Título: Rio, cidade dormitório
Autor: Manduca da Falua
Fonte: Jornal do Brasil, 07/04/2005, Outras opiniões, p. A11

O Rio está virando uma cidade dormitório. Esta é a instigante observação do senador pelo Rio, Roberto Saturnino. O senador constatou, no ¿Bom Dia Brasil¿ da última quinta-feira, que o Rio está virando o dormitório do Estado. É verdade. Quase ninguém consegue arrumar emprego na cidade. Os pólos geradores de empregos no Estado estão nas bordas da cidade, em Itaguaí, Caxias, Sepetiba, ou então, serra acima, em Resende, Barra Mansa, Porto Real, mar acima ou mar abaixo, nos pólos petrolíferos de Campos e Macaé ou ao sul do Estado, nos estaleiros de Niterói, Angra e Mangaratiba. Enfim, quem quer trabalhar, tem que escapar da cidade para o interior. O senador esqueceu os cariocas que trabalham até fora do estado, como os que tomam a ponte aérea Rio-São Paulo, que vão à Paulicéia para ganhar um cascalho e voltam correndo para dormir na sua caminha quente. Ou que voam para Curitiba, Porto Alegre, Belo Horizonte ou Salvador, arrumar um trocado em outra capital, mas não gostam de dormir fora de casa.

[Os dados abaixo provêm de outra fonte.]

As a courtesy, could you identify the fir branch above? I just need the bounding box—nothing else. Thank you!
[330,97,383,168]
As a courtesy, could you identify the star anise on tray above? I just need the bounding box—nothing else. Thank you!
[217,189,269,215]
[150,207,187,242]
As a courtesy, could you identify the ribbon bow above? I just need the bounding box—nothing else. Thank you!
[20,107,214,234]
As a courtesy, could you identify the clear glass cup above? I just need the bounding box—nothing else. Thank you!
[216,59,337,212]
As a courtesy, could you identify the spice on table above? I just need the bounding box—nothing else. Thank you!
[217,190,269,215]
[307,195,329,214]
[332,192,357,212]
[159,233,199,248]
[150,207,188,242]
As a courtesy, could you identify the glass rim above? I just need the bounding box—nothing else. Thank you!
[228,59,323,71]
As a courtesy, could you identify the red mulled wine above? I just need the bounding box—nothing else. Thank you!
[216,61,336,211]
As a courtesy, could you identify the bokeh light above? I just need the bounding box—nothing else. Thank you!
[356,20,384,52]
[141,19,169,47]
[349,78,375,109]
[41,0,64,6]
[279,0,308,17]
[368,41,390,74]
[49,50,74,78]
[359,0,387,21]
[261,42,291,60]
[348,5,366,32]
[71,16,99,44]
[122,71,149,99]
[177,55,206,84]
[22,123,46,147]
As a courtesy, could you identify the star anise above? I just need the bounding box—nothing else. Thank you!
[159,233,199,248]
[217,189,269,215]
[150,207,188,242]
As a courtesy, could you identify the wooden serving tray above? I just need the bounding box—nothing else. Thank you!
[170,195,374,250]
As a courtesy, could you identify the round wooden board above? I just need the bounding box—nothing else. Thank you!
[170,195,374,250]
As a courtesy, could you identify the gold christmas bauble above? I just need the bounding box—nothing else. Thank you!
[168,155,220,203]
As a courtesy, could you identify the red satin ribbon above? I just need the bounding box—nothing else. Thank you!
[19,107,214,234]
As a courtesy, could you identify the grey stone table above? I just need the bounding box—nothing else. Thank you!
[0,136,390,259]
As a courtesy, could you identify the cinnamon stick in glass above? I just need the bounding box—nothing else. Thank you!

Quase ia me esquecendo do próprio senador, que também trabalha fora do Rio, no Senado, em Brasília. Ele dorme duas noites na Capital Federal e volta correndo para seu querido Principado do Leblon para curtir as outras cinco noites cariocas.

Como cidade dormitório, o Rio deveria se especializar em atividades noturnas. Os desfiles de Carnaval, por exemplo, são noturnos. Deveria ter um, toda semana. Seriam 52 desfiles por ano. Daria emprego para muito mais gente, que dormiria de dia e desfilaria à noite. Isso quase duplicaria a disponibilidade de camas e colchões, criando-se dois turnos de descanso na cidade dormitório. Já que muito carioca ficaria acordado à noite, o governo local poderia desenvolver, por exemplo, parcerias com outras cidades, lá do outro lado do mundo, onde as pessoas estão acordadas de dia, enquanto aqui é noite. Através de Cingapura, por exemplo, os cariocas notívagos poderiam ingressar no dinâmico mercado financeiro daquela cidade-estado via internet. Tendo metade do tamanho do antigo estado da Guanabara, Cingapura é seis vezes mais rica do que nós, em renda anual, e tem reservas em dólar ao nível de 75 bilhões.

Outra cidade-estado que poderia dar emprego ao carioca de noite seria Hong Kong. Tem quase o tamanho do Rio. Lá moram cerca de 7 milhões, com emprego para todo mundo. Daria, seguramente, para fazer parceria com Hong-Kong, montando aqui sucursal dos canais comerciais e financeiros de lá, com cariocas operando nesses mercados ao valor de uma quinta parte dos salários dos habitantes daquela cidade-modelo.

Tudo isso aconteceria aqui no Rio, à noite. Com a grande movimentação de gente empregada, talvez os bandidos que acabaram de chacinar 30 inocentes ao cair da noite se assustassem com o burburinho da cidade, desistindo de atacar no escuro.

Atacariam de dia, mas sem sucesso, já que todos os dorminhocos do Rio estariam ressonando. Inclusive o senador, que não seria bobo de sair para caminhar na praia à plena luz do dia.